К полудню первая тройка закончила испытание, и с успехом. Полумертвая от счастья Баксуд-Малана едва сумела выйти из зала самостоятельно; товарки её казались удовлетворенными, но и только. Сестрички же - Ийна, Мина и Залаха - уверяли Кумбара, что у них все получится гораздо лучше. В доказательство они кинулись ему на шею, чуть не своротив огромную вазу у подножья лестницы, и горячо расцеловали, так что в результате довольными остались все.
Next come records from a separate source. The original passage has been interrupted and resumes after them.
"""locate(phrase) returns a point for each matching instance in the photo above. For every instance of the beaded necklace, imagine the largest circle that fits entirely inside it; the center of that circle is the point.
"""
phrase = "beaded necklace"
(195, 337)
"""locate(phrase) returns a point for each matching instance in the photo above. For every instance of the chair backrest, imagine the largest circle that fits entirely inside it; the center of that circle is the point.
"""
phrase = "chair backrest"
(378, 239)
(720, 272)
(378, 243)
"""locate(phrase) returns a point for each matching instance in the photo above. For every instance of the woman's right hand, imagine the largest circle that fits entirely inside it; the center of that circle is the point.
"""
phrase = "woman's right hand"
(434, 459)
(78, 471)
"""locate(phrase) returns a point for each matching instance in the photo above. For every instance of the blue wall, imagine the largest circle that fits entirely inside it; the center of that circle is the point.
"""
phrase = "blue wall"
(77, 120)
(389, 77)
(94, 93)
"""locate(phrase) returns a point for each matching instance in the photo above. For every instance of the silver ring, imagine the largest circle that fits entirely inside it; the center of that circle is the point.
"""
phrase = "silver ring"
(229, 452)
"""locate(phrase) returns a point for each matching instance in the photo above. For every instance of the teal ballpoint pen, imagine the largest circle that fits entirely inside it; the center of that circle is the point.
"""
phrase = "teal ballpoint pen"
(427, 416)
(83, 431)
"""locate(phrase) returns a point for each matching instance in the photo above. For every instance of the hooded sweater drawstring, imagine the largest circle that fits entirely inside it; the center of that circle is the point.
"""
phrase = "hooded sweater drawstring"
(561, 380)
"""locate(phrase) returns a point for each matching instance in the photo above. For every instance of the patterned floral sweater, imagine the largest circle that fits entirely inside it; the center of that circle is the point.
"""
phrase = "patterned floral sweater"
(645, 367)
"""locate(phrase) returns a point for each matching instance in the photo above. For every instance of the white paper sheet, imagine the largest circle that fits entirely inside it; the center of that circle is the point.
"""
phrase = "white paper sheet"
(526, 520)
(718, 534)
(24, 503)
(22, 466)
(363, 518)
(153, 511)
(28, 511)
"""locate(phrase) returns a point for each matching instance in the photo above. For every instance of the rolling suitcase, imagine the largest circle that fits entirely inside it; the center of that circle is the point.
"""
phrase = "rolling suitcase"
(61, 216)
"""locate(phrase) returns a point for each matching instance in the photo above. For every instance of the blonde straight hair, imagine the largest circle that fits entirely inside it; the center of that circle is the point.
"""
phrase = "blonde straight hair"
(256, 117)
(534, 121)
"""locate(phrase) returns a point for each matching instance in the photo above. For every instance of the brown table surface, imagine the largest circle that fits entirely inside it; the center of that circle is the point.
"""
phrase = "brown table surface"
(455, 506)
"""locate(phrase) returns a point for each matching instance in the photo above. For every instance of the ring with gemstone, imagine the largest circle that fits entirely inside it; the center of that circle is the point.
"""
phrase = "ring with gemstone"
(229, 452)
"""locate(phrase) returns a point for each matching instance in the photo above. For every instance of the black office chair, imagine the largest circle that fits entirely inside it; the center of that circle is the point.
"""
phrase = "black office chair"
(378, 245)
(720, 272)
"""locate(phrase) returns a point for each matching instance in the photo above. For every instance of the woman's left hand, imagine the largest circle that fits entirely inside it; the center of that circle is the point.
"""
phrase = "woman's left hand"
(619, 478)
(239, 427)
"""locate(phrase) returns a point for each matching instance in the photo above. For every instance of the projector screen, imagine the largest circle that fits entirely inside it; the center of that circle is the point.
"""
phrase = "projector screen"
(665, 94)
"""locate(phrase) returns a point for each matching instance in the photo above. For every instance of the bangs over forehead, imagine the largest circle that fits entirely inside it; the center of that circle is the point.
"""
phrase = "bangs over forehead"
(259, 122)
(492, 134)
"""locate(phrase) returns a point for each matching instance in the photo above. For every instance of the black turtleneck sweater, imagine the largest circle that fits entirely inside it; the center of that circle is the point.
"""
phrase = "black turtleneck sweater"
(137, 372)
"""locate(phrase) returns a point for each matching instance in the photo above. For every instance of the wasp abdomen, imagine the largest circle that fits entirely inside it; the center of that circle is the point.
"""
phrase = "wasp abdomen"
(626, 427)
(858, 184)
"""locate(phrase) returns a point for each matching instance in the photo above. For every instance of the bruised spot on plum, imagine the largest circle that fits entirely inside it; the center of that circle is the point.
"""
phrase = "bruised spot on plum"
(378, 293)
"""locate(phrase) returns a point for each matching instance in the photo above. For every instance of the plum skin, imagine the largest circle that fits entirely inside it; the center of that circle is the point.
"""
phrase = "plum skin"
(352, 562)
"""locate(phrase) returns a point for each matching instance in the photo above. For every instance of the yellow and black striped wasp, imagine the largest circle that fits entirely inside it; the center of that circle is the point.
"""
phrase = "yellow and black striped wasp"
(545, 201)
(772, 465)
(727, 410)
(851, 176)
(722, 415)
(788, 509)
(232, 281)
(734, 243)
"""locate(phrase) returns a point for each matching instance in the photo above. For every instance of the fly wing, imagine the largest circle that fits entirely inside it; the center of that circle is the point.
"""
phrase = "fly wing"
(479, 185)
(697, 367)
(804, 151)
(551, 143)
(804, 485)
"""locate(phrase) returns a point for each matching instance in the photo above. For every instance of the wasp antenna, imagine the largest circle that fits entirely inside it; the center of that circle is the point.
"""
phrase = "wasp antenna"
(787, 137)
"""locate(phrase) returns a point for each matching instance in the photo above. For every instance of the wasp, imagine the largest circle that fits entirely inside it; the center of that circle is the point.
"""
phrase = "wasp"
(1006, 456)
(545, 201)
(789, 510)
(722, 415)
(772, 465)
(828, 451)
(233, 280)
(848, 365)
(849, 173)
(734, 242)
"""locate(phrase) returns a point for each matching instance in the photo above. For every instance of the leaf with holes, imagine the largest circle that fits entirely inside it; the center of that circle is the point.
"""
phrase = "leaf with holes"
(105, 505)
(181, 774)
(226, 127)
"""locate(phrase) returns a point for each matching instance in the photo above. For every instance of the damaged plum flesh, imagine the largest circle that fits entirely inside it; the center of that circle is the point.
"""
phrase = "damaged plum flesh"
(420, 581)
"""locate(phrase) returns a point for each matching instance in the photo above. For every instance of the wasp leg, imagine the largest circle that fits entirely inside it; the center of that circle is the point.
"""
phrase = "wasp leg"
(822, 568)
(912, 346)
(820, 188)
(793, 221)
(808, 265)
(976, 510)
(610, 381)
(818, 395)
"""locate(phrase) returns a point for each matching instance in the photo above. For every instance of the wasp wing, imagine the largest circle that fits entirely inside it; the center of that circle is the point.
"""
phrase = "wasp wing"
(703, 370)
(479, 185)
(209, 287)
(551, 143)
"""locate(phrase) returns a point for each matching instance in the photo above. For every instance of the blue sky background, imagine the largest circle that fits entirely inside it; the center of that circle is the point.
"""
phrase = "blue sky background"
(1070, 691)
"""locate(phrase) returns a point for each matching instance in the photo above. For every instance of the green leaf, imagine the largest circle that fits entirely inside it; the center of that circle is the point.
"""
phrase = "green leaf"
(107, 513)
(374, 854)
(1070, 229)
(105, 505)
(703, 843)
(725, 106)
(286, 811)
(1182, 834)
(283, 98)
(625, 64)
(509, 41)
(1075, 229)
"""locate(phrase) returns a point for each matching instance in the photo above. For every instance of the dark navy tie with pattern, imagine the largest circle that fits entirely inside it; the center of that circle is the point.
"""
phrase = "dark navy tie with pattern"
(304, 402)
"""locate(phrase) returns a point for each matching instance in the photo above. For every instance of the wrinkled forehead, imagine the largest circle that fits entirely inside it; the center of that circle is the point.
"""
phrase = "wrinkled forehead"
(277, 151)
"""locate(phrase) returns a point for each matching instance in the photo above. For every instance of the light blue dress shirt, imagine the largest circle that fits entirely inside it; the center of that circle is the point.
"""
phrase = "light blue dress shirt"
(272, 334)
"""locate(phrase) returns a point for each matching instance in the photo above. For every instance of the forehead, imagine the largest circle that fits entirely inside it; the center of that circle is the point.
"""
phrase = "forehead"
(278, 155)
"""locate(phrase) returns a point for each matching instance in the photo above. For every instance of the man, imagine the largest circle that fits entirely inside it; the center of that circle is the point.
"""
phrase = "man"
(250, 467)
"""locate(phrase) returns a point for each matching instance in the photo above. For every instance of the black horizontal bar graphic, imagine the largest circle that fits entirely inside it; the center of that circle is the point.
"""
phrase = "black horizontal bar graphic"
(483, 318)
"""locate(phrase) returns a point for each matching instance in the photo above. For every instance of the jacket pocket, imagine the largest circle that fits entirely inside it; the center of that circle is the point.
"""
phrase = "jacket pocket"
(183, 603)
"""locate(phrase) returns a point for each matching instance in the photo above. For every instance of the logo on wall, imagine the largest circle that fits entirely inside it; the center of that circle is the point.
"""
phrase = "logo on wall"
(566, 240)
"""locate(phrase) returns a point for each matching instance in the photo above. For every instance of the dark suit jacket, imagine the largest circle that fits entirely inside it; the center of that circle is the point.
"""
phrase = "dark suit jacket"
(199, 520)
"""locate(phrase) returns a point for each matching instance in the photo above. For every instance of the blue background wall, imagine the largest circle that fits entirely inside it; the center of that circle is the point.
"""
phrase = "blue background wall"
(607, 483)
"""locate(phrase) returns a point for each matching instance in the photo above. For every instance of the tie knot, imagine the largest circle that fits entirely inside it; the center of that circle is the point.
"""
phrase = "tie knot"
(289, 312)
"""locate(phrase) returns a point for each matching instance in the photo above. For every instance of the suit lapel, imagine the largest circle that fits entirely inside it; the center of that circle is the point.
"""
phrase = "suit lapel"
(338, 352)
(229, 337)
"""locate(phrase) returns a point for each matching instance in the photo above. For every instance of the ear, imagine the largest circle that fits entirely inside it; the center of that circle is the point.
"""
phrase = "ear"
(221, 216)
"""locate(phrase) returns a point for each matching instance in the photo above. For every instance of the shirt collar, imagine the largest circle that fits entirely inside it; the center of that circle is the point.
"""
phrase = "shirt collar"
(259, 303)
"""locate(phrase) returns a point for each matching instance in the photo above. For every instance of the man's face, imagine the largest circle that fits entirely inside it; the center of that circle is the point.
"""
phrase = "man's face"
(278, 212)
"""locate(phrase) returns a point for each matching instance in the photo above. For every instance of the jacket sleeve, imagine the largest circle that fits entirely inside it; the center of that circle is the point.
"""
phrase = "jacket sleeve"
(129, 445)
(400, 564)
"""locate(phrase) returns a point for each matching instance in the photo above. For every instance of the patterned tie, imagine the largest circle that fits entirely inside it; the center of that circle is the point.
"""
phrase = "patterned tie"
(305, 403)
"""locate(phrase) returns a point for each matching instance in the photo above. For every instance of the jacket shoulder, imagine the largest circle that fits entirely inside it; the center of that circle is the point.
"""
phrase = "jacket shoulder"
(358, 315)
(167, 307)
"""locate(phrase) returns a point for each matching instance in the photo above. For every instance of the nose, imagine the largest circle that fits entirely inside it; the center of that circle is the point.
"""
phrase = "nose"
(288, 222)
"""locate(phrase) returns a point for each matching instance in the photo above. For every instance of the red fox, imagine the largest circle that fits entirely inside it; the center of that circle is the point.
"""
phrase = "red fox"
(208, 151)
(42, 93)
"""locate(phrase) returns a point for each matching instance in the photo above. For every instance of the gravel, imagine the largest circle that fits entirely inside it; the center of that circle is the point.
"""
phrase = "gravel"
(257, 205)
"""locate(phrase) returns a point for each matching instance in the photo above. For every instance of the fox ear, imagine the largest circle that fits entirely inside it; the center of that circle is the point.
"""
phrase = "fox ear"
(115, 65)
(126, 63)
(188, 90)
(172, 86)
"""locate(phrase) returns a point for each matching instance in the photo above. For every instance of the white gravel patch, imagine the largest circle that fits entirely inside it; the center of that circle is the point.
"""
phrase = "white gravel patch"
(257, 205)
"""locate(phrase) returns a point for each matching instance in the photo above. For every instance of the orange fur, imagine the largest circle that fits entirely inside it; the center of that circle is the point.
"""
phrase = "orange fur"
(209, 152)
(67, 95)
Все, кроме Бандурина. Поскольку ему поцелуи красавиц были ни к чему, и могли разве что испортить ему настроение, он презрительно зашипел на них, отгоняя подальше. Думы о юном скрипаче не оставляли несчастного скопца и на миг. Спускаясь впереди процессии в покои для невест и с гадливостью косясь на возбужденных главным экзаменом девушек, он представлял себе изящные руки Диниса и его гибкий стан, глубокие синие глаза и копну белокурых волос, тонкую мальчишескую шею и нежное, безусое пока лицо... Душа евнуха, неожиданно для него самого отверзшая неглубокое нутро свое, жаждала любовных утех; жалкие и однообразные мысли его, прежде покойно дремавшие в дивной пустоте под затылком, вдруг пробудились, забеспокоились, с непривычки ворочаясь медленно и не в ту сторону. Скопец уныло почесал толстыми пальцами потный висок, но так и не додумался до чего-либо дельного.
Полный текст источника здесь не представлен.